Выходили мы из квартиры Миши поодиночке, поздно ночью. Снег падал большими хлопьями. Я подождал Федора Пичурина, нам было по пути до Невского проспекта. Пичурин указал мне на высокого мужчину в кепке, который прохаживался возле Мишиного дома, и сказал: «Каждый зарабатывает себе на хлеб, как может... Все, как и при царе. Гриша, мне очень жаль, что мы столько лет отдали борьбе за свободу, и все впустую!» На Невском проспекте мы с Федей расстались, я повернул на Морскую улицу. Тяжело было на душе. Одиннадцать лет, как сбросили царя, Россия рванулась вперед... За это заплачено кровью многих прекрасных людей. И вот наступило время, когда новая власть развернула репрессии против самой передовой части рабочего класса и интеллигенции. Несмотря на снег, лицо у меня горело. Не заметил, как подошел к «Астории», поднялся на второй этаж, тихо постучал в дверь. Открыла встревоженная жена, сказала: «Я уж не знала, что и думать, в городе начались массовые аресты». А я подумал: это новый этап в деятельности сталинской клики, что еще будет?

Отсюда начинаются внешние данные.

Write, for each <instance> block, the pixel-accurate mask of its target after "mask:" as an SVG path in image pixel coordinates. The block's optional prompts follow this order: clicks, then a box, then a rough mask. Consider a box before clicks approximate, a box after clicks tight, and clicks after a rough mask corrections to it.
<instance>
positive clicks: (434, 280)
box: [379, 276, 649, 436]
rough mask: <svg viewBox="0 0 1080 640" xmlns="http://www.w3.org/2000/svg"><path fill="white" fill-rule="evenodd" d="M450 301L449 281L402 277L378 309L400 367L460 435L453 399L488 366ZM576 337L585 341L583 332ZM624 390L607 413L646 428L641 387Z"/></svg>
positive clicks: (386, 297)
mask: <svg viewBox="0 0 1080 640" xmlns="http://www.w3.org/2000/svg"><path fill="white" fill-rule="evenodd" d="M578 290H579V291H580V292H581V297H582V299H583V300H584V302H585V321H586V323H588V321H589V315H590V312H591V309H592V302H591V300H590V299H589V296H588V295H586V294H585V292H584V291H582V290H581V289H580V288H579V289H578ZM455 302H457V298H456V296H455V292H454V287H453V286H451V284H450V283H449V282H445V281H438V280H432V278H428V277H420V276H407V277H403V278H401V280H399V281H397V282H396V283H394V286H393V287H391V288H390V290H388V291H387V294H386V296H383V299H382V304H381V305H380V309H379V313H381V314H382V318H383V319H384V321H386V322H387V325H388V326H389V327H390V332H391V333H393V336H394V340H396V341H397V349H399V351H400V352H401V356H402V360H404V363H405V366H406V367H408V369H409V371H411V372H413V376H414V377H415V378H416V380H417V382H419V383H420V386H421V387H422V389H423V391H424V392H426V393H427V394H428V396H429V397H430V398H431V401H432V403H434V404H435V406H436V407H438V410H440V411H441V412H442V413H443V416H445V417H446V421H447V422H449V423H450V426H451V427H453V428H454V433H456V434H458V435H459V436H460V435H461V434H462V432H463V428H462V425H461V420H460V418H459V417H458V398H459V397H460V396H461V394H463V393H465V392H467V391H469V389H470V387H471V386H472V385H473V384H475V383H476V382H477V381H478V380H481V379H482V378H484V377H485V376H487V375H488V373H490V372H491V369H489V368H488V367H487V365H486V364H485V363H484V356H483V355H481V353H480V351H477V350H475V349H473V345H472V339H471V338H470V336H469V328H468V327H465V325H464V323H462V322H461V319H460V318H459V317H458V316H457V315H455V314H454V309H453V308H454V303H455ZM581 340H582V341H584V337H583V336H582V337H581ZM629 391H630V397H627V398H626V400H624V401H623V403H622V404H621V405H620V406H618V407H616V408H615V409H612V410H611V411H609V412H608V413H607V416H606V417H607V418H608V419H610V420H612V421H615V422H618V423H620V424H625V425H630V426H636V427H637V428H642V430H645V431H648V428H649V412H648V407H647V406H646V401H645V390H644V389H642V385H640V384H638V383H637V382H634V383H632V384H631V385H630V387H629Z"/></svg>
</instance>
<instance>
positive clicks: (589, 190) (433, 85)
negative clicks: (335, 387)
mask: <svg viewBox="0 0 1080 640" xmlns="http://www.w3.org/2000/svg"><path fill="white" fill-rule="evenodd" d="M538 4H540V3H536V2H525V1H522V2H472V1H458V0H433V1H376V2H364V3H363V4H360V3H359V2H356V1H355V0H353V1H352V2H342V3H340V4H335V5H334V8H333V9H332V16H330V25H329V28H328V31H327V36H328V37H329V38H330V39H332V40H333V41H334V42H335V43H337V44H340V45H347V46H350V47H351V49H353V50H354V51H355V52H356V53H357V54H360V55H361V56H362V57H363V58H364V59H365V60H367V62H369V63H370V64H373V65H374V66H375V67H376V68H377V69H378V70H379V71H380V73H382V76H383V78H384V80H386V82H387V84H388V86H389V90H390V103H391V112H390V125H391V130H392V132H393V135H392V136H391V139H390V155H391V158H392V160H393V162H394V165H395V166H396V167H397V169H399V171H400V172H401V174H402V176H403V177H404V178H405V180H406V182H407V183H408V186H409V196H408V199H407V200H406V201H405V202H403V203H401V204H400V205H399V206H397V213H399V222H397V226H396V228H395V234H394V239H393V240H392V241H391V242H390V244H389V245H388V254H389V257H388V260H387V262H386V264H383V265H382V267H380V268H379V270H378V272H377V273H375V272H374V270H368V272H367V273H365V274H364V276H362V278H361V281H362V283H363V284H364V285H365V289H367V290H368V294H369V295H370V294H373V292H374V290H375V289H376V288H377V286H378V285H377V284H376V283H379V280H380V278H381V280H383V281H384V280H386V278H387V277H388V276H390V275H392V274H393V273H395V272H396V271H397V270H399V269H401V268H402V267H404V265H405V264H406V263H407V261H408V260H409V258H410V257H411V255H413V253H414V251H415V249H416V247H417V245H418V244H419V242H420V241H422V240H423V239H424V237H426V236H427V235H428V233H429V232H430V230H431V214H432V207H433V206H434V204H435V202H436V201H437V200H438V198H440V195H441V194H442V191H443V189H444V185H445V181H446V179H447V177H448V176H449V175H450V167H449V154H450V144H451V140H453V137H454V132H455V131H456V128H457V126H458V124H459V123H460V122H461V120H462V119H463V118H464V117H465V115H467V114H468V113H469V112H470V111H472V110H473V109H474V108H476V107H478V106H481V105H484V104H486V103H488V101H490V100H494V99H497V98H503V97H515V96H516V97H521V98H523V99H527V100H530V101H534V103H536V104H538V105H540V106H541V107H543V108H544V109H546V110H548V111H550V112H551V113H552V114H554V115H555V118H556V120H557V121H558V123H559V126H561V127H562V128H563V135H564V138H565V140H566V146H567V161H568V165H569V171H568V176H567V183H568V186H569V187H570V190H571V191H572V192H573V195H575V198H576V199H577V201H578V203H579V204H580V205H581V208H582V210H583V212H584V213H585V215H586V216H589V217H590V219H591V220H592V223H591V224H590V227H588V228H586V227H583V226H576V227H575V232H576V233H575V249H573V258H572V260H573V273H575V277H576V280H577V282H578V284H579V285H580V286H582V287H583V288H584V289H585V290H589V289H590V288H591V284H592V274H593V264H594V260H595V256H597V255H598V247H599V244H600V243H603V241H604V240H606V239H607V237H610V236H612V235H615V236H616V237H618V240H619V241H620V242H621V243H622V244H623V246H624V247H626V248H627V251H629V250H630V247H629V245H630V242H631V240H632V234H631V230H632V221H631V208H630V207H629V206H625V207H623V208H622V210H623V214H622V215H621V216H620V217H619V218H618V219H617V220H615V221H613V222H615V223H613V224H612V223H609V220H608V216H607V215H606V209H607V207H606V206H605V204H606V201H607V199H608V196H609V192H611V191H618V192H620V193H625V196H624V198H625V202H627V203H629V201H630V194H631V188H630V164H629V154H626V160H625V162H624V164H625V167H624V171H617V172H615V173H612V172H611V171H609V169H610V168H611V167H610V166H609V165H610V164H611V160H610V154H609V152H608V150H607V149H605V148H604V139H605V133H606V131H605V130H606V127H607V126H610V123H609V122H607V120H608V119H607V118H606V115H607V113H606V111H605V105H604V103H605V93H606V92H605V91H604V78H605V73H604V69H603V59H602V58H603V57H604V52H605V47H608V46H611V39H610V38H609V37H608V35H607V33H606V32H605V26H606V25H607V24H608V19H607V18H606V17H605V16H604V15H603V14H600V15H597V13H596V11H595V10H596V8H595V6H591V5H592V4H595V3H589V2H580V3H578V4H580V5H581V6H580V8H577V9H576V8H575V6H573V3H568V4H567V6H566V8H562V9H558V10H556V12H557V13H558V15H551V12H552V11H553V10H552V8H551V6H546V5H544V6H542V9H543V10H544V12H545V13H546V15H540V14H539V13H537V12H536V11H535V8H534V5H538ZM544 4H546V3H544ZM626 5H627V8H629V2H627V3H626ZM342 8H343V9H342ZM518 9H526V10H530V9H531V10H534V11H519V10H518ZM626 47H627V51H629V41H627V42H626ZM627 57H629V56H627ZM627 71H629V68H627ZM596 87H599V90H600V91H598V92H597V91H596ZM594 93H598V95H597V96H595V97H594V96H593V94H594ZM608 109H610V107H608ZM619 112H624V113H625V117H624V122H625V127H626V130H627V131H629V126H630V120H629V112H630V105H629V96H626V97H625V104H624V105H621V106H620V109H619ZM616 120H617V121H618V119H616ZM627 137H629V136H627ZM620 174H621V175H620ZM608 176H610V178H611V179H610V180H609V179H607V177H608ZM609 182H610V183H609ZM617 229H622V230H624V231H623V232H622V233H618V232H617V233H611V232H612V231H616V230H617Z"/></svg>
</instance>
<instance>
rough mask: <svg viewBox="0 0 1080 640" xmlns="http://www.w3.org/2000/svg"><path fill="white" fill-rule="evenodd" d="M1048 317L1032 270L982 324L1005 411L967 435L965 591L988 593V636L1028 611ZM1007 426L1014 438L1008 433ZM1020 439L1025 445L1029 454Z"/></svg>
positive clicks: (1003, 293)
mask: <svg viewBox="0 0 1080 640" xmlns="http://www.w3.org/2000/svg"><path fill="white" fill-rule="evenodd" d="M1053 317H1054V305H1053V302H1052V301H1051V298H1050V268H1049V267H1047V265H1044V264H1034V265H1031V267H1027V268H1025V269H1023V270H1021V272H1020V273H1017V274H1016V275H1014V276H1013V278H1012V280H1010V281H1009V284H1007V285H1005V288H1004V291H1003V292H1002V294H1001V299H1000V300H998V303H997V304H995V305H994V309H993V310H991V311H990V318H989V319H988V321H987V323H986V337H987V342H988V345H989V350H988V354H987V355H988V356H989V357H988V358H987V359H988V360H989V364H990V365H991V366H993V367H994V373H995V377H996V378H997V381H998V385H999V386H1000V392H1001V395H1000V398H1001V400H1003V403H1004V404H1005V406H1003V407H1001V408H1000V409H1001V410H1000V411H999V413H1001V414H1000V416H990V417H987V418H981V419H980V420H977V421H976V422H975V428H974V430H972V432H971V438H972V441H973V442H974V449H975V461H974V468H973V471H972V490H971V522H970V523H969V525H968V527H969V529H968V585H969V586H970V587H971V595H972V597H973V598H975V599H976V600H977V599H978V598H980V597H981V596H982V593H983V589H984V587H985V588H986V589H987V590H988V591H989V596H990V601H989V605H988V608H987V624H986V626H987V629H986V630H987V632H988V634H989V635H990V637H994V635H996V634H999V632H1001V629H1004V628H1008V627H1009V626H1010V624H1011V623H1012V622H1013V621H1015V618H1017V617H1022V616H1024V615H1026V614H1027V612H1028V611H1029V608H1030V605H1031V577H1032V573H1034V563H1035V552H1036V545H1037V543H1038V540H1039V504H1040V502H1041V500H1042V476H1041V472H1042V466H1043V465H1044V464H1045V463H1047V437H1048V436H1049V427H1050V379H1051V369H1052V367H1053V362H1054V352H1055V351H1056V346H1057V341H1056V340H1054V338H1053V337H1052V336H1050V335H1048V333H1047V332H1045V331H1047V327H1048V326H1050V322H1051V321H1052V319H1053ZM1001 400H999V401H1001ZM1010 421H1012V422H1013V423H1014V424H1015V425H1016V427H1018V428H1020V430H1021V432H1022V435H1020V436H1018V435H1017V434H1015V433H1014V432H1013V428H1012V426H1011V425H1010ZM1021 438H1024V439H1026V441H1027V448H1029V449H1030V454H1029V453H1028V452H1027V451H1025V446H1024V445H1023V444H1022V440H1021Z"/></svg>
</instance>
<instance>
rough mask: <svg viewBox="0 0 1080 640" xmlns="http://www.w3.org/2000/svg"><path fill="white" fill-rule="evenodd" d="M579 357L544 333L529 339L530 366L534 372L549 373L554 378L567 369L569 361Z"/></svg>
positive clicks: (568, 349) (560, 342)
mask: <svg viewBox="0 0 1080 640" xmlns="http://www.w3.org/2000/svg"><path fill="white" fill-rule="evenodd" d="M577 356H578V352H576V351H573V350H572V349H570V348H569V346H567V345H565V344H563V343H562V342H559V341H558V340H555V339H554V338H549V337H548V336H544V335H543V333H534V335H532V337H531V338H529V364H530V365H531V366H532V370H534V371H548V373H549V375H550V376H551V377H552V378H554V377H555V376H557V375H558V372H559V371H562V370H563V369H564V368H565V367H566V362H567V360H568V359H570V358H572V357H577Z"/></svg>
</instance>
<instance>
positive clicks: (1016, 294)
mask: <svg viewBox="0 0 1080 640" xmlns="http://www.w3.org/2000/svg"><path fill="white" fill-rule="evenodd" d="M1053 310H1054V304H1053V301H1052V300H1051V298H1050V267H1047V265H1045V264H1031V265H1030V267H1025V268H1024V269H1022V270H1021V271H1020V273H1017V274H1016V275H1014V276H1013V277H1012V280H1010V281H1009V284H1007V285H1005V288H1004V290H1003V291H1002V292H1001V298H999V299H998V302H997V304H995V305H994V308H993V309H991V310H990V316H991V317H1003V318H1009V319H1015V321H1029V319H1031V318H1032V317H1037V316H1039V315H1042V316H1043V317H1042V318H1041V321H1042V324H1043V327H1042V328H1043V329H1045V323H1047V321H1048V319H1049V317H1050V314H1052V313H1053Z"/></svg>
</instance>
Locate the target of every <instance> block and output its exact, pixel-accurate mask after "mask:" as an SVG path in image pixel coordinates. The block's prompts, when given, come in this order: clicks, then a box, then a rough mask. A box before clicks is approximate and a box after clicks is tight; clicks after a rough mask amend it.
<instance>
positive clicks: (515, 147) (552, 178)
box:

В связи с тем, что меня исключили из партии, появились серьезные осложнения с работой. На прежнюю работу меня не взяли. Удалось устроиться на временную работу лектором Общества по распространению знаний. В конце года оказались на бирже труда многие мои друзья и знакомые: Карпов, Фрумкин, Пичурин, Левик, Наумов, Евдокимов, Куклин, Тарханов, Дингельштет. Миша Иванов встал к станку на судостроительном заводе. В «Астории» уже непривычная тишина, прекратились встречи и дискуссии. Дома тоже стало тревожно, мои заработки оказались весьма скудными. Я тяжело переживал это, ведь почти с десятилетнего возраста я трудился. А вот теперь потерял право на труд. Нахлынули и тревоги политического характера в связи с начавшимися арестами. Конечно, ГПУ знало, что я нахожусь в Ленинграде, но ни меня, ни Мишу Иванова, ни Николая Карпова, ни Соломона Фрумкина, ни Левика пока не арестовали, временно отложили эту акцию. Объяснялось это просто: вначале арестовывали зиновьевцев, а троцкистов пока не трогали, только снимали с работы. Троцкисты начиная с 1924 года боролись против Зиновьева и его сторонников, поэтому ЦК еще надеялся перетянуть троцкистов на свою сторону. Как-то на улице я встретил И. Ф. Кадацкого. Он отозвал меня в сторону и предупредил, чтобы я и мои

 

- 480 -

друзья были осторожными, что составляются большие списки на арест многих ленинградцев. В завершение разговора он посоветовал почаще уезжать из Ленинграда. Я был очень благодарен Кадацкому за предупреждение, ведь он пока еще занимал высокий партийный пост секретаря Московско-Нарвского райкома. Но я всегда чувствовал, что И. Ф. Кадацкий порядочный человек.

Мне надо было что-то предпринимать. С работой в Ленинграде становилось все хуже и хуже, материальное обеспечение семьи все больше ложилось на плечи жены. Встреча с Кадацким и его предупреждение побудили меня поехать в Москву, восстановить старые связи и договориться о заказах на публицистические философские и литературно-критические статьи. Это могло укрепить наш семейный бюджет и одновременно позволило бы чаще исчезать из поля зрения ленинградского ГПУ. Примерно 20 декабря я выехал в Москву.